Mademoiselle n’alla pas si loin, dans la concession; mais, pour la prochaine dictée, elle choisit, aux feuillets d’un gentil bouquin d’autrefois, sur le service intérieur, La Maison Réglée, le passage qui s’intitule ainsi: «Manière d’apprêter les compotes pour les personnes de considération.»
XXV
Mademoiselle avait un scrupule. Elle craignait que son délire Hugolâtre ne l’eût entraînée trop loin, ou du moins, de s’être mal expliquée à ce sujet. En effet, un doute pouvait planer; elle ne le voulait pas, ni qu’on pût attribuer à de la méconnaissance, ses sentiments envers notre brillant dramaturge national, pour qui elle avait du goût, sinon un culte, et que la maladroite appréciation d’un journaliste, à force de l’exalter avec excès, semblait plutôt menacer d’écrasement.
Pour tout remettre au point, l’Irlandaise résolut de confier à la Muse d’Edmond Rostand la séance littéraire dont la fête de la Marquise vint lui offrir une familiale occasion. La Comtesse, qui n’avait pas oublié le demi-scandale de la Pieuvre, songea bien à enrayer le nouveau festival; mais elle craignit de paraître peu gracieuse à l’égard de sa belle-mère; et d’un commun accord, on pensa que l’auteur choisi, justement sympathique à tant de masses, ne pouvait que se prêter à de nobles déploiements rythmiques. Seulement, Henriette, qui redoutait une nouvelle dépense de pétrole, décida que la soirée ferait place à une matinée. Cela éviterait aux enfants la veillée tardive et serait plus commode pour Monsieur le Curé.
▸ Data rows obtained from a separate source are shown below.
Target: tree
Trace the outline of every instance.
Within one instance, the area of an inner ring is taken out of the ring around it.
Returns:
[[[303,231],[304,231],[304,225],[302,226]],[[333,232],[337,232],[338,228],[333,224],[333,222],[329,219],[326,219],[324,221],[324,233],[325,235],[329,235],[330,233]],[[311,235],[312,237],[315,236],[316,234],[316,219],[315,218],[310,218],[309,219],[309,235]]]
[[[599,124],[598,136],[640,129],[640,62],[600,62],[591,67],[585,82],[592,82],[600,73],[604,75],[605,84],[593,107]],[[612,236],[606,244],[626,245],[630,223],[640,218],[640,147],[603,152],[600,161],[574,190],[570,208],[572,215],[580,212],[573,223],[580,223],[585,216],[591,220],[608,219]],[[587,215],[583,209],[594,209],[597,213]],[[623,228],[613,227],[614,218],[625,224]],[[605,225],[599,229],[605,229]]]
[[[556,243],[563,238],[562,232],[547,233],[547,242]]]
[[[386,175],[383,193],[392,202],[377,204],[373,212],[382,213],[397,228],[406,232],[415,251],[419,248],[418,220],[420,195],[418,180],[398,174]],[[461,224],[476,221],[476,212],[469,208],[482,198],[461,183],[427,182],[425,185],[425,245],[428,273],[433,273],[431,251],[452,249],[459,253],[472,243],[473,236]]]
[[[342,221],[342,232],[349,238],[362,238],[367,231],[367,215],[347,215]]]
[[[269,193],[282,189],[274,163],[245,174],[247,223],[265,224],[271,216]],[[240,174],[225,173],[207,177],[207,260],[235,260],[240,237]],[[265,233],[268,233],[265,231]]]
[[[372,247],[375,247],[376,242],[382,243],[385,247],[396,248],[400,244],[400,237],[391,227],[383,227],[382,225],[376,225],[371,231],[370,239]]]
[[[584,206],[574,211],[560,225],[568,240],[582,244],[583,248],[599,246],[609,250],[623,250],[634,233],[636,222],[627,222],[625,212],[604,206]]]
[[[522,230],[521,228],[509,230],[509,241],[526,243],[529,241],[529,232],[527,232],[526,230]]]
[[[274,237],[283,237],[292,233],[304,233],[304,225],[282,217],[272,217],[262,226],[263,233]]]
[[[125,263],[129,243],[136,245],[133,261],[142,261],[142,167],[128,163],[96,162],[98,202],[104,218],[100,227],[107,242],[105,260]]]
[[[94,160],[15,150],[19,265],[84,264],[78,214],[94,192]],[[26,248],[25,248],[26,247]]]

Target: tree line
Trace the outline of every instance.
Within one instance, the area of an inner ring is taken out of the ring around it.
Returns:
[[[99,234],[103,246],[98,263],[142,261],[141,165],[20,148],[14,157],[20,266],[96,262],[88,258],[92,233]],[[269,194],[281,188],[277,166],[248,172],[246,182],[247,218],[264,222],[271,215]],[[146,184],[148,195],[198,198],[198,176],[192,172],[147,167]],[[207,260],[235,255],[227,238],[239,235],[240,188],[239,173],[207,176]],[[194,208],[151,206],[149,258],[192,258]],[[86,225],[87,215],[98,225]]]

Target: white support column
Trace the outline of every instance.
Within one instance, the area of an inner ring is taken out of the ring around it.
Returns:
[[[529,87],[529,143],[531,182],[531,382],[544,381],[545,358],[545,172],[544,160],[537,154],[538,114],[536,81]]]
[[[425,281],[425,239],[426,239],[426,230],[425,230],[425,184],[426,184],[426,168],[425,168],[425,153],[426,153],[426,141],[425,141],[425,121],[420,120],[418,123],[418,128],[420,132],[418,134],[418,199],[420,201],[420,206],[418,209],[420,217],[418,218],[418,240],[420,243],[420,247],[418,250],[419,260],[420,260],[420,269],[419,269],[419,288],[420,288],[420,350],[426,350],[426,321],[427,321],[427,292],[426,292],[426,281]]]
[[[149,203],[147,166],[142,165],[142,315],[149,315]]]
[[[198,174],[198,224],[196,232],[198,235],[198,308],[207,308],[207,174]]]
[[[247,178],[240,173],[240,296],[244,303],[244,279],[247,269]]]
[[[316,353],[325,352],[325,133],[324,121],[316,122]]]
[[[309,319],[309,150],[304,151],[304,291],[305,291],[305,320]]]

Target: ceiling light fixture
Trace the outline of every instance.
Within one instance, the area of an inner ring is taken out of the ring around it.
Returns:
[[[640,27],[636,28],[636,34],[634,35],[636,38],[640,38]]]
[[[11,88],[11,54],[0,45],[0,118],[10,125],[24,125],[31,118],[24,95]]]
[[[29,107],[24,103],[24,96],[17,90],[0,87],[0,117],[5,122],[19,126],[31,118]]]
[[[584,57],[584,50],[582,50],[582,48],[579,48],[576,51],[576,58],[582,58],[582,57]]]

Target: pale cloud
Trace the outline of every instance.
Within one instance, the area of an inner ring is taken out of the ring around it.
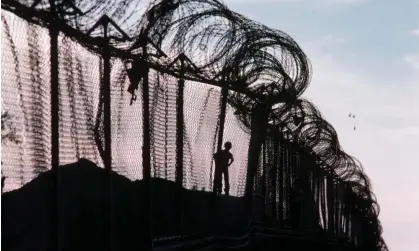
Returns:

Miss dut à cette décision de pouvoir emprunter aux Bonnes Sœurs les plus instruites de leurs petites élèves villageoises; ce qui lui permit de renforcer le débit et d’organiser des ensembles. Il fut, en outre, convenu que la récitation se bornerait à quelques morceaux, afin de laisser du temps pour goûter et pour faire un tour.
A la déception générale, l’organisatrice ne fit pas porter son choix sur quelqu’une de ces tirades célèbres qui ont fait la fortune d’une œuvre, laquelle est, sinon dans toutes les mémoires, du moins dans toutes les bouches; par exemple, le couplet des grands nez ou celui du petit chapeau. Non, l’Étrangère, toujours dédaigneuse des routes piétinées, voulut bien, d’abord, réciter elle-même le joli sonnet intitulé Sylvette, avec lequel l’auteur fit offrande à Mademoiselle Reichenberg de la brochure des Romanesques. Lorsque la récitante en fut aux deux tercets, elle aigrit volontairement son timbre, déjà sûret, pour l’assortir à ce qu’elle décrivait et réaliser quelque chose du genre de ce que Gautier appelait une «transposition d’art». Voici les vers:
«Et ta voix, que faut-il, Suzanne, que j’en dise?